Pros: It’s nice to see that Sandra Oh’s career has continued beyond “Arli$$.”
Plot: The show chronicles the lives of the doctors and staff of “County General Hospital,” which is essentially a carbon copy of the über-stressed, real-life Cook County Hospital, which has a legendarily busy ER. As the show’s season has long since surpassed the double-digit mark, there have been more characters on the show than we have space to list on WordPress.
Diagnosis: “ER” plays pretty close to the rulebook. Although it certainly bends more than enough for dramatic purposes, the show has more or less run the gamut of routine (but still life-threatening) conditions to show up on the ward. The show also manages to convey the fact that the operation of the emergency room isn’t constrained to those who work in it; emergency and police personnel are an essential part of the set-up.
Working in a busy e.r. can also be quite dangerous, a fact that was employed to considerable effect when medical school student Lucy Knight was killed by a schizophrenic patient. Although statistically speaking, it’s much more likely that some drunk jerk would have attacked her (sadly, there are plenty of them in the e.r. on a given night), rather than someone with schizophrenia (few of whom are actually violent), when compared to the doctors on other shows who have to deal with violent patients (e.g. getting knocked unconscious by a baby’s junkie father and then gearing up to do some more surgery), such deviations are pretty trivial.
Cons: The danger/death thing is used much too much in later seasons (e.g. a doctor loses a limb to a helicopter rotor in one season, and has another helicopter fall squarely on him in the next one). Furthermore, the number of doctors who end up leaving the show due to their stubborn willingness to perform ethically-correct but legally- or financially-inviable procedures is simply ridiculous.
Pros: Again, the show is fairly accurate, and given its sweeping novel-like breadth, it really does give a reasonable sense of the environment of an emergency room and the hospital. Were ER to move a little further beyond melodrama territory, it could be a really effective medium for examining the shortcomings of health-care in an urban environment (ala how the “the Wire” looks at public policies such as drug enforcement and education).

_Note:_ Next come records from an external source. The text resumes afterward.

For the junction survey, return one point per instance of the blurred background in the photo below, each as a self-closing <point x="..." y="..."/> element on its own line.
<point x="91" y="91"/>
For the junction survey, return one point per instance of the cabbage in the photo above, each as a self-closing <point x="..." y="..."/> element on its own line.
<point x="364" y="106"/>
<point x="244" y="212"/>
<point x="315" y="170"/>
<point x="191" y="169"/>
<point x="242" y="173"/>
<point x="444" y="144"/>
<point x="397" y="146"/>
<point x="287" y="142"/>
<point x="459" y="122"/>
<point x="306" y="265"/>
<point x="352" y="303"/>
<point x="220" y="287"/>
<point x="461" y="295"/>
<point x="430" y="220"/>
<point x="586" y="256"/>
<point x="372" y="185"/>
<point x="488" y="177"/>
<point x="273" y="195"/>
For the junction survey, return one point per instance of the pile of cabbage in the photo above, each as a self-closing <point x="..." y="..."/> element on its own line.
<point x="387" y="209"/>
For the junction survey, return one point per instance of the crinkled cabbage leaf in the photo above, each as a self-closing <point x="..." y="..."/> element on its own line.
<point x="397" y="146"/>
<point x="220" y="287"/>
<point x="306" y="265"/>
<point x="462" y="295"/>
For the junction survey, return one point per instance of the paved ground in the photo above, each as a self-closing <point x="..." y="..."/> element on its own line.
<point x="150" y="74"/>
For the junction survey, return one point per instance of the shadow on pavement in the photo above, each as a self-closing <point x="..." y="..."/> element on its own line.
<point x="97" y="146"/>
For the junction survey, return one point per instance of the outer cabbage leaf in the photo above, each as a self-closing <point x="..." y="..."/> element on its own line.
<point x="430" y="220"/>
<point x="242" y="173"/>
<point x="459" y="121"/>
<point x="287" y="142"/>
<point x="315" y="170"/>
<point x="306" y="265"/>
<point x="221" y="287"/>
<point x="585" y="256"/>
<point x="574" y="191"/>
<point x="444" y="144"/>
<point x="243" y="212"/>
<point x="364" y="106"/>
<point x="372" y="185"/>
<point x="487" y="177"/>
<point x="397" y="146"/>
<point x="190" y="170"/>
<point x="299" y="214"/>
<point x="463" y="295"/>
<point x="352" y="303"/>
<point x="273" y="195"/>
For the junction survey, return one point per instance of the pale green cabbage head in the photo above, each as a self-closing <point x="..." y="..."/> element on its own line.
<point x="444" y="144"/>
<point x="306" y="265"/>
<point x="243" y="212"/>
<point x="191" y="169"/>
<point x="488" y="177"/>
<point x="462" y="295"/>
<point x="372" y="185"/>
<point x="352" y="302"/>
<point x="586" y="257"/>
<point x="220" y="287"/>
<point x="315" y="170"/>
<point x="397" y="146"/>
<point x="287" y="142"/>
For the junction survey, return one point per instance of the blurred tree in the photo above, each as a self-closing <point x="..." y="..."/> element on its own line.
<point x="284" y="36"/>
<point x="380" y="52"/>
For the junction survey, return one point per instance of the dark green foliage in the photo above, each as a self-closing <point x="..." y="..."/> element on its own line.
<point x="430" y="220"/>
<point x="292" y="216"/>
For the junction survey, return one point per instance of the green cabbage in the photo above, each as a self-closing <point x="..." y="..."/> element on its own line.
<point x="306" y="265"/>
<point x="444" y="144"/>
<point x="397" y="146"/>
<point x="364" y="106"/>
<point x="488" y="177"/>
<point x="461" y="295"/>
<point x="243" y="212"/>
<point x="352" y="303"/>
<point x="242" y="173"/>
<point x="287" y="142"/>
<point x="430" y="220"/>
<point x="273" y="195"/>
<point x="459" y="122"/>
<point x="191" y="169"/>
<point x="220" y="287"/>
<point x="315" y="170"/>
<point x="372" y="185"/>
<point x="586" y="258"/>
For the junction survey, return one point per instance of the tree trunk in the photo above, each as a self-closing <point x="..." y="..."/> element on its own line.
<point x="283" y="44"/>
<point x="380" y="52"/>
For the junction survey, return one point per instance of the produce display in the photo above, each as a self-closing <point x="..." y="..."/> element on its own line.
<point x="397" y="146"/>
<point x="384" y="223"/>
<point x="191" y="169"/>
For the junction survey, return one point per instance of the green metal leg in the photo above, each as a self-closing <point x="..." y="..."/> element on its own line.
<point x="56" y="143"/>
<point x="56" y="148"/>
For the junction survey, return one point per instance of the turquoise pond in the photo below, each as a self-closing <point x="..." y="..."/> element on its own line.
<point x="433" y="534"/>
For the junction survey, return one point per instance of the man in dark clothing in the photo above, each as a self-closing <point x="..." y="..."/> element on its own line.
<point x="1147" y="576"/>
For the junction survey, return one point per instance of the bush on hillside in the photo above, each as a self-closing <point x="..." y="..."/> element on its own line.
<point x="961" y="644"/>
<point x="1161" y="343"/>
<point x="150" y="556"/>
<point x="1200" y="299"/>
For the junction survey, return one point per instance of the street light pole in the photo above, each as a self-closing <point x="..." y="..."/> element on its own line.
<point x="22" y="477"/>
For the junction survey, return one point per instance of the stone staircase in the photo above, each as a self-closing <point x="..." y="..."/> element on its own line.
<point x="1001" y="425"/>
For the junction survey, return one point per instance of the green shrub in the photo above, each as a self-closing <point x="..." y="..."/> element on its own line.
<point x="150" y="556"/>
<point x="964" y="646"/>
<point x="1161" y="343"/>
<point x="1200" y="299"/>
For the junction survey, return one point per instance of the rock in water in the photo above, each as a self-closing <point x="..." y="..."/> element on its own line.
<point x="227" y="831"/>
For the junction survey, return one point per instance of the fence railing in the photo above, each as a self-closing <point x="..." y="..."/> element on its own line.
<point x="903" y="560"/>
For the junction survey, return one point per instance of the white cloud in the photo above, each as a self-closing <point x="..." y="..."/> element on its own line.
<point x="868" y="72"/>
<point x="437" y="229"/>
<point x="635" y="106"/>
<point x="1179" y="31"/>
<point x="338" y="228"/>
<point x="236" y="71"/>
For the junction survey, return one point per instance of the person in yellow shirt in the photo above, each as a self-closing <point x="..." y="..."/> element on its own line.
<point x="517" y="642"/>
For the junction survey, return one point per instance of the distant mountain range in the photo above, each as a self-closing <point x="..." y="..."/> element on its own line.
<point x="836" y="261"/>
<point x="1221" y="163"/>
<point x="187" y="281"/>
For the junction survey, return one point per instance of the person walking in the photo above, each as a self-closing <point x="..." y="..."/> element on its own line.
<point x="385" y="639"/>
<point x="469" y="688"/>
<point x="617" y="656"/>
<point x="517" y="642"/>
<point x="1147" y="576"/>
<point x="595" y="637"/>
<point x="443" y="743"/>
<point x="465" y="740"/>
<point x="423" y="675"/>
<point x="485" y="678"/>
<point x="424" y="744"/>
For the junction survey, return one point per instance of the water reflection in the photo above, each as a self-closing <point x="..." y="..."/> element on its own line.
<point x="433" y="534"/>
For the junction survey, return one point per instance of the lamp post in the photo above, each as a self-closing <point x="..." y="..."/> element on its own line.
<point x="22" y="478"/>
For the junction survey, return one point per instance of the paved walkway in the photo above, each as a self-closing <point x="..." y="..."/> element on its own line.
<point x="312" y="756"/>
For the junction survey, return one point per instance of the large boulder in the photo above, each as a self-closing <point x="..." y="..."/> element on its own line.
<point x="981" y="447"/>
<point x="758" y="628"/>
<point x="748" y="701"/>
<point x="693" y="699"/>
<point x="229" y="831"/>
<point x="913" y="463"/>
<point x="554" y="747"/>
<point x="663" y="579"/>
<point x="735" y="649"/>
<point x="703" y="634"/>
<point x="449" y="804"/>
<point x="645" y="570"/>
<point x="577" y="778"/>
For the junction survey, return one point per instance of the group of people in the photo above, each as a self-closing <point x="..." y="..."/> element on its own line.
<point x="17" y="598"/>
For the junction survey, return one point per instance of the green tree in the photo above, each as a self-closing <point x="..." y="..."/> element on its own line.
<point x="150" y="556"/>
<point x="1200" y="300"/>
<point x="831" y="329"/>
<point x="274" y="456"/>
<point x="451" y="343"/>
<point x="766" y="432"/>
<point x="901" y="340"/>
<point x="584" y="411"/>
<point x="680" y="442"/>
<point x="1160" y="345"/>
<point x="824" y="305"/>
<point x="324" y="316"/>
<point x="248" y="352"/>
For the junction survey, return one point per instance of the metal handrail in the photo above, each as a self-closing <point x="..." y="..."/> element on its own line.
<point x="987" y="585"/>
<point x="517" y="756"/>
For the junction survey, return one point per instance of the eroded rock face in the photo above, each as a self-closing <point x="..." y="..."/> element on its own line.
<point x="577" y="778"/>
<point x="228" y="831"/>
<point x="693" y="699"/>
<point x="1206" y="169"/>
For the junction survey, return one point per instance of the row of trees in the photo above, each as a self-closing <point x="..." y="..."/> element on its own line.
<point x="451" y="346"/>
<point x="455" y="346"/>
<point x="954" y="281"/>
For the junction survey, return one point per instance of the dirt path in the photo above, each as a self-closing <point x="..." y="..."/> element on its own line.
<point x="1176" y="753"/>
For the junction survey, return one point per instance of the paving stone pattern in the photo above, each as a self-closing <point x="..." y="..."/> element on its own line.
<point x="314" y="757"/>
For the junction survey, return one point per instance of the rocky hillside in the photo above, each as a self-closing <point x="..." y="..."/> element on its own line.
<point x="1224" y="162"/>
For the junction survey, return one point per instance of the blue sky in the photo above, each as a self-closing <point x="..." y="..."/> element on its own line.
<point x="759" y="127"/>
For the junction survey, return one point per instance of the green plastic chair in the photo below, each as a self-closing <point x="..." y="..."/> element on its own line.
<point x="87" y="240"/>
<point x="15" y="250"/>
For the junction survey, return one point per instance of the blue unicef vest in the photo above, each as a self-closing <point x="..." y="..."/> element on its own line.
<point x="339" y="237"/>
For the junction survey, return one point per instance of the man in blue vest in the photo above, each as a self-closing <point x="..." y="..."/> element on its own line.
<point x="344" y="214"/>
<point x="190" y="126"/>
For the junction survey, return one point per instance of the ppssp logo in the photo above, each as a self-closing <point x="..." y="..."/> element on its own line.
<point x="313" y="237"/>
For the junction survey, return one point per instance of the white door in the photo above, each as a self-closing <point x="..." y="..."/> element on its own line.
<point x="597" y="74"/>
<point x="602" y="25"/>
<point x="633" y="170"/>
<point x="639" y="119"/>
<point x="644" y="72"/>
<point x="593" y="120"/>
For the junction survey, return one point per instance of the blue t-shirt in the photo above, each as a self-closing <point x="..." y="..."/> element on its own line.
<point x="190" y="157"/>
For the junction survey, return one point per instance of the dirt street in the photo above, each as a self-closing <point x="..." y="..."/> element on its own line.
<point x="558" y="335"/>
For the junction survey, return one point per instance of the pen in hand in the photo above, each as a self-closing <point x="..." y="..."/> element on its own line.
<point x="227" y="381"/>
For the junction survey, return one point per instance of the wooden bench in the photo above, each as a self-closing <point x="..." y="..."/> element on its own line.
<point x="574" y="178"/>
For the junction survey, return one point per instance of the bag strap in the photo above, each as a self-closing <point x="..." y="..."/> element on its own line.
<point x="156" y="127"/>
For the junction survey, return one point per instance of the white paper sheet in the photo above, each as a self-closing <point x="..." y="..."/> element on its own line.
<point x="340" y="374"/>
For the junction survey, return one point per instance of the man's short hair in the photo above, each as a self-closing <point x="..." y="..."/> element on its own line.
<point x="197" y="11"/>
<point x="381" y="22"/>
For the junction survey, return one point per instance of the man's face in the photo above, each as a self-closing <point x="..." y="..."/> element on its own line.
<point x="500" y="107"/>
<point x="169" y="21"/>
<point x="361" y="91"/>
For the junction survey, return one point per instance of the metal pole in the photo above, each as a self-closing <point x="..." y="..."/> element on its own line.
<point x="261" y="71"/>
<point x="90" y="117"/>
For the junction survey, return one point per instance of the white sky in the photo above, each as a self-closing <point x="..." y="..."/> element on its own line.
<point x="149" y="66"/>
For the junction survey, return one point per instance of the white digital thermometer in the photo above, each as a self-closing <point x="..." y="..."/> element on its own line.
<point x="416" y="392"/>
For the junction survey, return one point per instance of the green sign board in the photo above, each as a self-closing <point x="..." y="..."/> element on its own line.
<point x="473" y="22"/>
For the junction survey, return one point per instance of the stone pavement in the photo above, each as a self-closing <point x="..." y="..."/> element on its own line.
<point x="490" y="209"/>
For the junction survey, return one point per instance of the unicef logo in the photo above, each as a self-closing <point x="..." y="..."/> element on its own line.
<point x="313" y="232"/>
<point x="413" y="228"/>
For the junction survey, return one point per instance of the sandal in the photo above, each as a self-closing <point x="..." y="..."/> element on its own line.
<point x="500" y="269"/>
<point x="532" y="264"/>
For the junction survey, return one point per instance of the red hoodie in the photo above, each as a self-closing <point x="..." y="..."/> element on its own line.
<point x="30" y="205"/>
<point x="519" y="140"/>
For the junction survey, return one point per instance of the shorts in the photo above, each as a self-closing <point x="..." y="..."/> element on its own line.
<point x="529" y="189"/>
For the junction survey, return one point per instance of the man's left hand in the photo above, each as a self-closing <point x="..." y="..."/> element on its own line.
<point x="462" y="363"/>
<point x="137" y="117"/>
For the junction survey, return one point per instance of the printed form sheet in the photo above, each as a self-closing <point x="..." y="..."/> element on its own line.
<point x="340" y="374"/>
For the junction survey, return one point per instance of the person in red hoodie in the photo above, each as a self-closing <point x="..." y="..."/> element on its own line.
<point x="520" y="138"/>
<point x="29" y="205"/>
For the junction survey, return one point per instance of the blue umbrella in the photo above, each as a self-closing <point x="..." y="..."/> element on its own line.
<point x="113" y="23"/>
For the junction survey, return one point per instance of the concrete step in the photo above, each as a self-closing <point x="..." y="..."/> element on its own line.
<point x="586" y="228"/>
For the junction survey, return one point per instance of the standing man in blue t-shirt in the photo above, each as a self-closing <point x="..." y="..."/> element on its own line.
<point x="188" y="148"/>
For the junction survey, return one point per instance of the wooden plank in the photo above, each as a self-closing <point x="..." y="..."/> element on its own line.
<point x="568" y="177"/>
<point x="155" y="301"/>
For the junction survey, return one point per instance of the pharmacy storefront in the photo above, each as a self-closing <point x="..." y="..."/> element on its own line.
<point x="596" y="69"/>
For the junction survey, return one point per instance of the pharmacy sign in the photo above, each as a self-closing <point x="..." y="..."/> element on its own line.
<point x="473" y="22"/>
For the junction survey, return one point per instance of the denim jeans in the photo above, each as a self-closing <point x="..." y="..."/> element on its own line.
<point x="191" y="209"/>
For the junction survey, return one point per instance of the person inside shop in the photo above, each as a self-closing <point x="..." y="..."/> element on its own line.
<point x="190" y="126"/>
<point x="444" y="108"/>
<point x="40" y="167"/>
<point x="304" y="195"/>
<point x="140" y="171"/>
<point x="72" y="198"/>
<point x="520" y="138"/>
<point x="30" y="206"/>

Plot: J.D., a new intern, along with his friends Turk and Barbie, embarks on a fun-filled journey through residency at Sacred Heart hospital. Given that the hospital is also full of wacky doctors, nurses, and janitors, can laughs, a little heartbreak, and life lessons be far behind (groan)?
Vital Signs: “Scrubs” doesn’t hide the fact that it’s wacky, and its moves towards the maudlin are telegraphed extensively. Thanks to some remarkably hokey CGI, viewers are introduced to such fascinating patients as the man with a kitten in his mouth (“or should I say, a kitten with a person around it?”), and J.D.’s head occasionally disconnects from his body and flies around the wards. Yet, apart from the frequent dream sequences, irksome attempts at seriousness, and occasional breaches of the fourth wall, the show manages to effectively portray the absurdities inherent to the culture of medicine, such as the doctor/surgeon divide.
Cons: No Hawkeye Pierce.
Pros: Most of “Scrubs'” additions to pop culture remain at the pop-culture-reference level, and thus remain funny rather than annoying. Paging Dr. Acula?